The Tesla news, and the integration of cryptocurrencies with payment services like PayPal, Neteller and Skrill, surely suggests that more and more businesses will start to accept the likes of Bitcoin as payment. As it stands, people have been paying particular attention to the growing popularity of cryptocurrencies in the gambling industry.
Some well-established, “mainstream” casino and betting sites already support Bitcoin along more traditional deposit and withdrawal methods like debit cards and e-wallets. We’ve also seen the rise of a new generation of crypto casinos, which deal exclusively in digital currency and utilise blockchain technology to provide unprecedented anonymity to gamblers. Personal details aren’t required to play at these casinos, after all.
This side of the gambling industry is still in its infancy. For example, in the UK you can’t yet legally access crypto-fuelled casino sites as they haven’t been sanctioned by the Gambling Commission. Still, this will likely change in the years to come – for all the hype, we’re in very early days both in terms of Bitcoin betting and cryptocurrency usage in general.
It should be acknowledged that, as with any fledgling technology with the potential to change the world, there will be a lot of debates over the “right” way to roll things out. To go back to Mastercard – while the company’s cryptocurrency announcement had a suitably excited tone, it was also at pains to point out that “not all of today’s cryptocurrencies will be supported on our network”, and that “many of the hundreds of digital assets in circulation still need to tighten their compliance measures, so they won’t meet our requirements”. This attracted the notice of tech journalist Timothy B. Lee, who noted that “it’s hard to be both decentralized and regulated”.

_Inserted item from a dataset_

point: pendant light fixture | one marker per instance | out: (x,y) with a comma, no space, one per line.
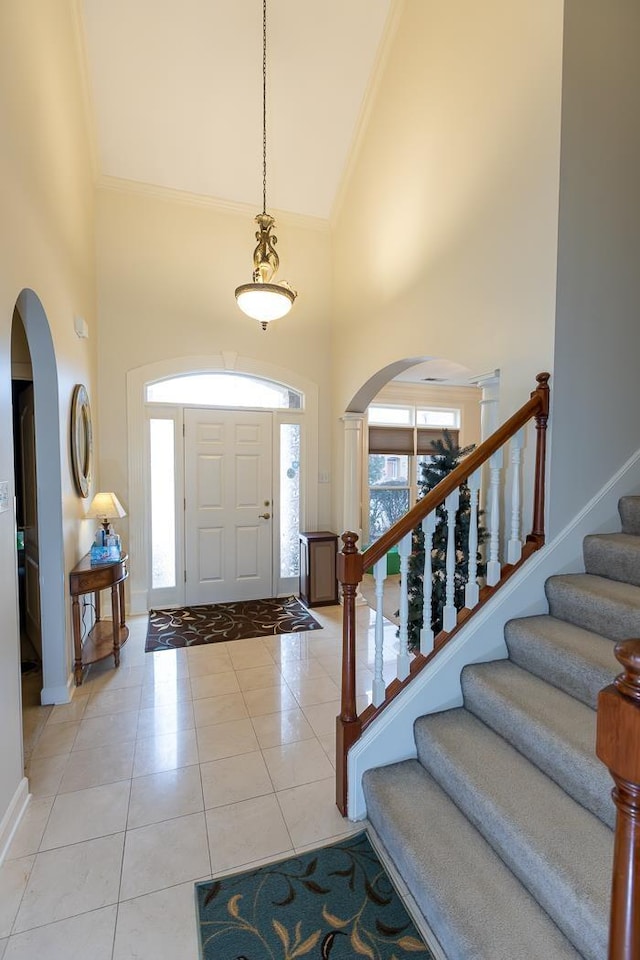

“Bitcoin’s open architecture and lack of red tape makes it a fertile platform for innovation and a check on the power of governments,” he wrote in Ars Technica. “But these same characteristics make the network a nightmare for financial institutions that do need to offer consumer protections and comply with money laundering laws.”
Still, these are mere details in the grand scheme of things. Cryptocurrency is no fringe interest anymore. When you have the world’s richest human Elon Musk loudly proclaiming his faith, and major financial institutions integrating crypto into their platforms, then it’s clear a permanent foundation has been built for mainstream growth. It’s now just a matter of waiting and seeing how businesspeople and legislators deal with the new reality – they’ll have to grapple with everything from crypto regulation to the environmental impact of Bitcoin mining.
To quote Daniel Ives, analyst at Wedbush Securities, “the trend of transactions, Bitcoin investments, and blockchain driven initiatives could surge over the coming years as this bitcoin mania is not a fad in our opinion, but rather the start of a new age on the digital currency front.”